Cindy thanked those who left the signs that made the McCain family very happy.

McCain's vote

John McCain had been away from the Senate to undergo surgery above his left eye. Then he was diagnosed with brain cancer. However, he did not let those two things keep him away from showing up on Thursday night, July 27, 2017 to cast the deciding vote. Afterward, people around the country applauded him for proving that he is a man of his word for doing what he promised to do. Twitter was full of tweets of thanks for the senator.

McCain's colleagues, friends, and admirers congratulated and thanked him for being a true hero in the matter that affects so many American people. Celebrities also reached out to the senator thanking him for what they thought was the right thing for him to do.

Senator McCain appreciates all the thanks he is getting, but he didn't do it for accolades. He did it because that was the way his heart and mind led him.

What the vote means

McCain was only one of just three Republican senators to cast a vote against what has been dubbed the "Skinny Repeal." The two other Republican senators who voted the way McCain did to defeat the repeal were Senator Lisa Murkowski of Alaska and Senator Susan Collins of Maine.

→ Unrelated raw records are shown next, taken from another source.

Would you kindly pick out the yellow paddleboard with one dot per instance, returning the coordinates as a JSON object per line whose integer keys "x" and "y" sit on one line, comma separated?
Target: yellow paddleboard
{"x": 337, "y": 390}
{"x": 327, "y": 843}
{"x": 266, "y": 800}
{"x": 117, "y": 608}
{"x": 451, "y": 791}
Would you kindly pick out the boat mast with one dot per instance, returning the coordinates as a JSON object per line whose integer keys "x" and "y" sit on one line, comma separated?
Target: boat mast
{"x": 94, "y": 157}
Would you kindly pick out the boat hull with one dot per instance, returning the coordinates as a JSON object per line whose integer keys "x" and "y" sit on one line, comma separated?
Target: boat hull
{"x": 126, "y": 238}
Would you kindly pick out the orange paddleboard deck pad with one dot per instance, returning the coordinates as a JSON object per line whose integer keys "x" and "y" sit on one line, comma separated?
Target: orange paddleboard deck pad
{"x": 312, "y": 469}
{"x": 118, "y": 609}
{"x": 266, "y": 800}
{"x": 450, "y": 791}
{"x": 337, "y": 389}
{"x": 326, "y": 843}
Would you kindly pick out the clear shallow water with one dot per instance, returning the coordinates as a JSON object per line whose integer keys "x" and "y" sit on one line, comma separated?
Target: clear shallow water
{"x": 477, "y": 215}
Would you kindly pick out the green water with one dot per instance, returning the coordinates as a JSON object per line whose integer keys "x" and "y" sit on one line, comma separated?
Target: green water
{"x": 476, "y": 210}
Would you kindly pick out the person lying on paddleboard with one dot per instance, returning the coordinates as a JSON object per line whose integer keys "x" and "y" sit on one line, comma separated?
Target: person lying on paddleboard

One reason this is so amazing is that it was a major change in from what it had been earlier in the week.

Since President Donald Trump took office, this was the third failed attempt to repeal Obamacare. It has been seven years since the Republicans have tried to do away with or change the affordable care act. This seems to be one of the issues that just won't go away in the White House.

It keeps coming up over and over again, and it is not over yet.

After voting the way he did, the 80-year-old Arizona senator said the amendment would have repealed some of the most challenging regulations, but it did not offer any replacement for the American people. That's why he voted the way he did.